A tradition and practice dating back centuries by which a monarch was welcomed into a loyal city by its dignitaries, clerics, and citizenry, the typical entrée in the hands of the last Valois kings was a spectacular festival, calling on all the creative resources of a city – artists, poets, architects, set designers, composers, and musicians – to produce a visual and aural feast that is generally considered to have given expression to the king’s power. Yet the concluding ceremony that took place in the city’s cathedral, in which a Te Deum was sung, has received almost no attention from scholars. This chapter identifies the liturgy used at this event and considers the role of the psalm central to the ceremony, typically Psalm 19, Exaudiat te Dominus. At the same time, a corollary ceremony, the ‘Te Deum’ was also frequently performed in Paris, it too placing frequently placing Psalm 19 at its center. In contrast to Fogel’s reading of these events, both were as much prayers for the safekeeping of the king in a time of profound national turmoil as they were celebrations of his victories.
Beginning with an analysis of the ceremonies held to celebrate Louis XIII’s capture of La Rochelle in 1628, this chapter explores how the psalms became central to the identity of the French monarch over the course of the sixteenth century.
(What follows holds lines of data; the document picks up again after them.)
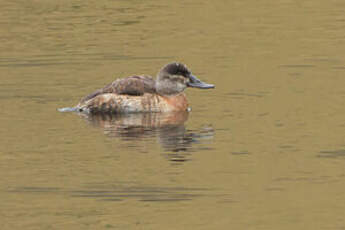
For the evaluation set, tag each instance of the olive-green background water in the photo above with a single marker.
(264, 150)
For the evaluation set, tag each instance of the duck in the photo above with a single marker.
(142, 93)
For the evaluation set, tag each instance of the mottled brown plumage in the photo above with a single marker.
(143, 93)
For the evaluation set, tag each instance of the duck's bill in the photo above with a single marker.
(194, 82)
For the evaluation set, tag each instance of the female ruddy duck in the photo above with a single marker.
(143, 93)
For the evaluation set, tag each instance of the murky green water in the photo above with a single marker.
(264, 150)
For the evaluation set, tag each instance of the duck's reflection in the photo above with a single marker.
(169, 128)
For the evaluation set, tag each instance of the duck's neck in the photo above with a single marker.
(166, 87)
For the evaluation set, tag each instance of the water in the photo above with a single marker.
(264, 150)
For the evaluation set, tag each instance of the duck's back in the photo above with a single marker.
(131, 94)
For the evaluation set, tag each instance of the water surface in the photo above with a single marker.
(264, 150)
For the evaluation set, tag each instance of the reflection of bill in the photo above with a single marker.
(169, 128)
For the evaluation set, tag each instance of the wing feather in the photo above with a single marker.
(134, 85)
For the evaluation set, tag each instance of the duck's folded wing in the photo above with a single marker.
(134, 85)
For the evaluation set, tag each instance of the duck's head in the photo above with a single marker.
(175, 77)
Originally ‘shared’ between Catholics and Huguenots, translations of the psalms into French began to adopt a more sharply divided confessional identity by the 1560s. At the same time, the concept of kingship, which had for some time been inspired by humanist writings, began to reflect Biblical models more closely. Jean Bodin’s seminal Six livres de la république of 1576, for example, was followed by numerous other treatises that framed the king as an agent of God in the temporal domain, especially after the assassinations of Henri III and Henri IV. By the time Louis XIII came to the throne, then, King David, author of the psalms, agent of the Holy Spirit, and known for his musical talents, had become the preferred model of kingship, a model that provided the context for numerous psalm translations, and for the identity of Louis XIII himself, now viewed as the perfect musician, warrior, and king.